The exhibition also features the work of two other artists. Longtime sculptor Ed Davenport, a musician who performed at last weekend's Tucson Folk Festival, carves smooth marble abstractions out of rock. His lovely pieces, in subtle marble tints of alabaster and gray, are rhythmic works of curves and spaces. "Genetic Copy" is a fine example; its two swoops of white marble hint ever so subtly at the sensuous sweeps of the human body.

Davenport's working method is the opposite of Derks'. Where Derks builds up and assembles, Davenport smoothes away and deletes. Bryan Crow, a young newcomer, is closer to Derks' aesthetic. He scavenges steel and junk, too, but he likes to weld his long twists of metal into spindly human figures.

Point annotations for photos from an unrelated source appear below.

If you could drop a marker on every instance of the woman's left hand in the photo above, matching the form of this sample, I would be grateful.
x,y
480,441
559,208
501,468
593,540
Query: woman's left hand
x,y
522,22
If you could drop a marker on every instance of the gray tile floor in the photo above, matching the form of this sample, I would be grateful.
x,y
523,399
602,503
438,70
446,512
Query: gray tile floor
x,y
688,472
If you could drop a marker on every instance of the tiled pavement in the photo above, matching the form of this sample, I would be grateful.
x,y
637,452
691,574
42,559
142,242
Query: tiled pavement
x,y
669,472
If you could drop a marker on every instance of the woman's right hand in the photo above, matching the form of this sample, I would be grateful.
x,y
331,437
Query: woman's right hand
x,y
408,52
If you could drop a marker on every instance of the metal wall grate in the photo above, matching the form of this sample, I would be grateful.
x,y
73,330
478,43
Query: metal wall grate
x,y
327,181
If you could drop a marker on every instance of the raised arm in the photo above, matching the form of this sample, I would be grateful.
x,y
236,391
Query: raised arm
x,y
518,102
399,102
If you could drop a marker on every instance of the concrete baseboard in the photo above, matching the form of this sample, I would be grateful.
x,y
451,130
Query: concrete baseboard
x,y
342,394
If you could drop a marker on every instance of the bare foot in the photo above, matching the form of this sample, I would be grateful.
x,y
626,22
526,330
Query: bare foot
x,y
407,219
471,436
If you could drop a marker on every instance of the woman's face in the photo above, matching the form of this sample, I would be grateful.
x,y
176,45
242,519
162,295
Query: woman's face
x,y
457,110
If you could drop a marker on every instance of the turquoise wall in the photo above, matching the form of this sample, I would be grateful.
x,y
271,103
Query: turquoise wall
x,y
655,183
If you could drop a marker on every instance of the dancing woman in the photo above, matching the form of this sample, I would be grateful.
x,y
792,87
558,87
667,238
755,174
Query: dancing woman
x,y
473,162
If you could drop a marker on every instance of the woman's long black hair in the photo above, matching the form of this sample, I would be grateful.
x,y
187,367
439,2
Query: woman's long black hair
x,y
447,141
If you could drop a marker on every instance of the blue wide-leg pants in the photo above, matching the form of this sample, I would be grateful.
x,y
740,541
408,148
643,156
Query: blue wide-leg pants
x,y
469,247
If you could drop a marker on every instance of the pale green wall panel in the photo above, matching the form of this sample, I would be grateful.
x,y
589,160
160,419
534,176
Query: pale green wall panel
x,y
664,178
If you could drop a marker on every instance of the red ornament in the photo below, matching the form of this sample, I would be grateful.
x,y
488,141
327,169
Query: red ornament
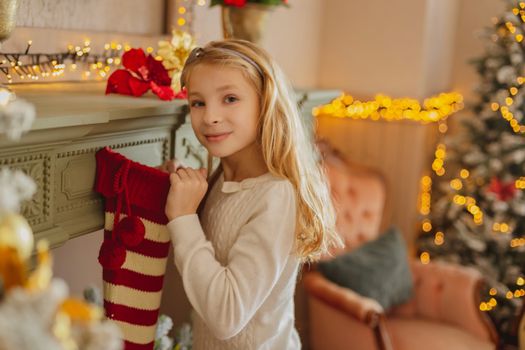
x,y
131,231
141,73
504,191
111,255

"Figure With Hat" is made of steel and found objects: Inside the figure's open chest, all kinds of colorful metal trinkets have been stored. Crow sometimes slathers colored concrete onto his pieces. In his "Red Figure," tinted cement clings to the steel armature like clay. A funny googly eye, from a cast-off doll, perhaps, is embedded in the chest, a piece of holy junk enshrined close to the human heart.